Он никак не мог взять в толк, хотя и наблюдал за морскими игуанами не один год, причину этого безудержного стремления поделить пространство, которое даже не оставалось тем же самым на следующий день. И не понимал, почему ни с того ни с сего с наступлением отлива все без исключения ящерицы, облюбовавшие определенную глыбу, дружно подхватывались и скопом бросались в море — попастись в глубине на полях водорослей, где их неотступно преследовали ненасытные акулы.

Примерно час спустя они так же гурьбой возвращались, и первые наобум выбирали новое место для расположения, которое тотчас же становилось яблоком раздора.

Поведение этих мерзких тварей со стеклянным, ничего не выражающим взглядом светло-зеленых глаз, являющим полную противоположность живости глаз обитающих на земле игуан — одиночек, хитрых, почти домашних созданий с яркой окраской, — казалось верхом глупости.

Он не раз задавался вопросом, отчего так различаются животные, наверняка имевшие общих предков. Почему одни пожелали питаться водорослями под носом у акул, а другие отдали предпочтение колючим кактусам, росшим в глубине острова, или крохотным разноцветным растениям и лишайникам, которые ночная роса пробуждала к жизни то здесь, то там на поверхности бесплодной темной лавы.

Он терпеть не мог несъедобных и тупоголовых морских игуан, и в то же время ему нравилась неуклюжая грация их живущих на земле сородичей, когда те сбегались есть у него с руки, задрав голову и держа хвост торчком; он ценил их мясо — белое и сочное, нежное и ароматное, которое было вкуснее самой аппетитной курятины, приготовленной в ирландской таверне.

Он часто часами напролет наблюдал за теми и другими, ища в них черты собственной физиономии — черты, которые затем вновь разглядывал в лужах, оставленных морем среди скал, — и который раз недоумевая, по какой странной прихоти Создателя Природа наказала его подобным обличьем.

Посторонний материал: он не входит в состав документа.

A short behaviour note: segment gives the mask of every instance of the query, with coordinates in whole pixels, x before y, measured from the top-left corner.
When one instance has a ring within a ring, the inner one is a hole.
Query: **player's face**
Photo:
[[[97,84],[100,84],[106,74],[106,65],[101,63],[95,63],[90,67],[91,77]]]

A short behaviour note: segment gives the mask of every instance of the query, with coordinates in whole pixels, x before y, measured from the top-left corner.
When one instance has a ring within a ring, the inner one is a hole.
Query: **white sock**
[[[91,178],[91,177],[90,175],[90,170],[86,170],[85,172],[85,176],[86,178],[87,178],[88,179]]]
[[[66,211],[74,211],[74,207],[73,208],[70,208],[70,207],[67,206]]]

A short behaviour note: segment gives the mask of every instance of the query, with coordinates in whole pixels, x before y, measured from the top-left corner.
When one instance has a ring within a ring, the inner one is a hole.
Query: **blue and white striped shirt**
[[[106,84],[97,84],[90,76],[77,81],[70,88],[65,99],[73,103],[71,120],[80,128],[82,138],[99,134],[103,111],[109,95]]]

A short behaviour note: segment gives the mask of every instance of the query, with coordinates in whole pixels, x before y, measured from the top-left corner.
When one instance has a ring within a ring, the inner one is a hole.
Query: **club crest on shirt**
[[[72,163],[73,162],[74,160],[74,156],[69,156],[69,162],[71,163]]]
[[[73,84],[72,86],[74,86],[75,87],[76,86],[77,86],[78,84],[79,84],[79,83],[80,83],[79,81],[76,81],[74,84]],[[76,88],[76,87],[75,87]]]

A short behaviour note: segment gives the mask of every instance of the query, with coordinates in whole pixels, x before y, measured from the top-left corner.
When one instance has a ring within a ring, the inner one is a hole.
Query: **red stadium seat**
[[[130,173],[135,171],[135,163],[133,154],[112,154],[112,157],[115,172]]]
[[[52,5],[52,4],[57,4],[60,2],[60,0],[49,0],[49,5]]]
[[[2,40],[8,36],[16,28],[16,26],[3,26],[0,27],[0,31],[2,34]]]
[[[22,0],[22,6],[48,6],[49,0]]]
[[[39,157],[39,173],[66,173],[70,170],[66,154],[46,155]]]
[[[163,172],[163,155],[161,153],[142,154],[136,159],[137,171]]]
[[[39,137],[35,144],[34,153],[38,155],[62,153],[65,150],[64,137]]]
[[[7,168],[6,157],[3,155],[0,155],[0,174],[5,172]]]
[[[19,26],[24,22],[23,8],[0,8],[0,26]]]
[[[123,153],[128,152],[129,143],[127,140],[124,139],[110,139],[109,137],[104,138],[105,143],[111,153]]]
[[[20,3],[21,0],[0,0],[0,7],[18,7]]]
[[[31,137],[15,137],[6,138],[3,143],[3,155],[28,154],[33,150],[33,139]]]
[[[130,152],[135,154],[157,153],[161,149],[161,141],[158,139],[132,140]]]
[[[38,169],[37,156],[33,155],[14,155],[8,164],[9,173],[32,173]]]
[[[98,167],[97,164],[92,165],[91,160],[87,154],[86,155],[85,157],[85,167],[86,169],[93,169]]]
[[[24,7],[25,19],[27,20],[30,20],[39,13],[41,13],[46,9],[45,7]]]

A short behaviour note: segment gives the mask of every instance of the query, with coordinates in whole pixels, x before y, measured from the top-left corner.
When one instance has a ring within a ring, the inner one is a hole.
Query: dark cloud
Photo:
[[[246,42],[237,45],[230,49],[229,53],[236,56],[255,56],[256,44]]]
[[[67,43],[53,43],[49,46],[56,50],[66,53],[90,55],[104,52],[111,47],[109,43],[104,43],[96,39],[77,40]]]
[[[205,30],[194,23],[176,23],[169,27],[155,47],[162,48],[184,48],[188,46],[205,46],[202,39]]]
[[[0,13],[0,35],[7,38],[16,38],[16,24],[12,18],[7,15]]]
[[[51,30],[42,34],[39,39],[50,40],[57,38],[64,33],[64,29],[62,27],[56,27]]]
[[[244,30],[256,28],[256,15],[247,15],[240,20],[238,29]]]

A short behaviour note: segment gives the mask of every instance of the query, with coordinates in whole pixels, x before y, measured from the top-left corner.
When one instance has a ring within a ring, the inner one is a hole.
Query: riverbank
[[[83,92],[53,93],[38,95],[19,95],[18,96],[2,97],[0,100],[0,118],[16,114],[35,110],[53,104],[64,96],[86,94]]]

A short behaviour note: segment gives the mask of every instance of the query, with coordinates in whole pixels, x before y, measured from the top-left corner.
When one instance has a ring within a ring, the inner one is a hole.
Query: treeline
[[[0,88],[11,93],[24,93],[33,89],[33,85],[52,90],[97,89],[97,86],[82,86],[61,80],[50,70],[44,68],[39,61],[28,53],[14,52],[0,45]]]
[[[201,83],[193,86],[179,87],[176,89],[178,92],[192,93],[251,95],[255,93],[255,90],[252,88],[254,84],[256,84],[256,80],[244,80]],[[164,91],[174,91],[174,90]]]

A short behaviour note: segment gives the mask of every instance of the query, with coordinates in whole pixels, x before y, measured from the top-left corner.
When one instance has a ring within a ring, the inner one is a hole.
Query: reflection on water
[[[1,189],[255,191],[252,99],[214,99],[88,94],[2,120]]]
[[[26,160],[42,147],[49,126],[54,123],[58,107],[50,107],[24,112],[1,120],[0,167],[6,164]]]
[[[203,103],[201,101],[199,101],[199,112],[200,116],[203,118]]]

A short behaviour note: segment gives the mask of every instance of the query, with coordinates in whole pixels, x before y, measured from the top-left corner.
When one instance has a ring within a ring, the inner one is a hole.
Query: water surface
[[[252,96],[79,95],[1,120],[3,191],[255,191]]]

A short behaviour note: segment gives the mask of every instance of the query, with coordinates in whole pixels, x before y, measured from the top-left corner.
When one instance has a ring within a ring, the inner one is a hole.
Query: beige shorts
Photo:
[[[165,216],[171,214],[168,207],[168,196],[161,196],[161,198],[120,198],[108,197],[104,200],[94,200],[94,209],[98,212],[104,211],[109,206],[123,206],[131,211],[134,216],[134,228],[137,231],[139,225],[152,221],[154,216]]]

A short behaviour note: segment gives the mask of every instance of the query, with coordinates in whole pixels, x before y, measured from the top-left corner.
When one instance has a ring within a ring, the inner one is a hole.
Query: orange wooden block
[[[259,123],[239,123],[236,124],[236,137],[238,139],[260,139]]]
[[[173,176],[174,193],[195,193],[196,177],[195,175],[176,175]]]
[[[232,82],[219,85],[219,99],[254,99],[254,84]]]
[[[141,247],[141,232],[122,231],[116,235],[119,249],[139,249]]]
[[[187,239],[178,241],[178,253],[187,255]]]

Может, права была ребятня, кричавшая ему вслед, будто бы с его матерью вступил в телесные сношения дьявол? Могло такое случиться, чтобы человек и вправду оказался Люциферовым отпрыском и вел земное существование, как простой смертный?

Несколько лет назад, когда он покинул остров Тортуга и ступил на гаитянский берег, одна старуха шаманша прервала обряд вуду, приказав при его появлении певцам умолкнуть, а танцорам замереть на месте. Она бросилась ему в ноги, заставив остальных последовать ее примеру, поскольку, как явствовало из ее отрывочных выкриков на колоритном французском языке, — так способна была говорить негритянка, родившаяся на берегах Африки, — горбатый и рыжеволосый белый человек, который только что ступил в ее хижину, не кто иной, как сын божества Элегба собственной персоной, — таким тот, якобы, каждую ночь ей и являлся, когда под действием дурмана она погружалась в глубокий транс.

Он сбежал оттуда и от поклонников-гаитян, однако спустя несколько лет один из них — не такой ревностный, но в то же время убежденный в истинности своих верований — посвятил его в сокровенные тайны учения, которое было древним в Дагомее уже в те времена, когда еврейский плотник проповедовал на берегах Тивериадского озера. Существовали якобы «живые мертвецы», которых посвященный с согласия Элегба мог вернуть в мир, чтобы превратить в рабов, послушных даже самому тайному его желанию.

— Попавшие в ад лишаются всяких прав, — уверял негр. — Даже на собственную смерть, и поэтому Элегба вручает их в качестве рабов тем, кто продемонстрирует ему свою беззаветную любовь. Если однажды твоя покорность и твои жертвы окажутся в должной мере приятными в его глазах, он подарит тебе «живого мертвеца», зомби, чтобы он стал твоим рабом как на этом, так и на том свете.

— А не мог бы Элегба подарить мне новое тело и новое лицо?

Старик негр — он забыл, как его звали, впрочем, возможно, его имя было Мессинэ или Месринэ — долго обдумывал ответ, должно быть, роясь в глубинах памяти.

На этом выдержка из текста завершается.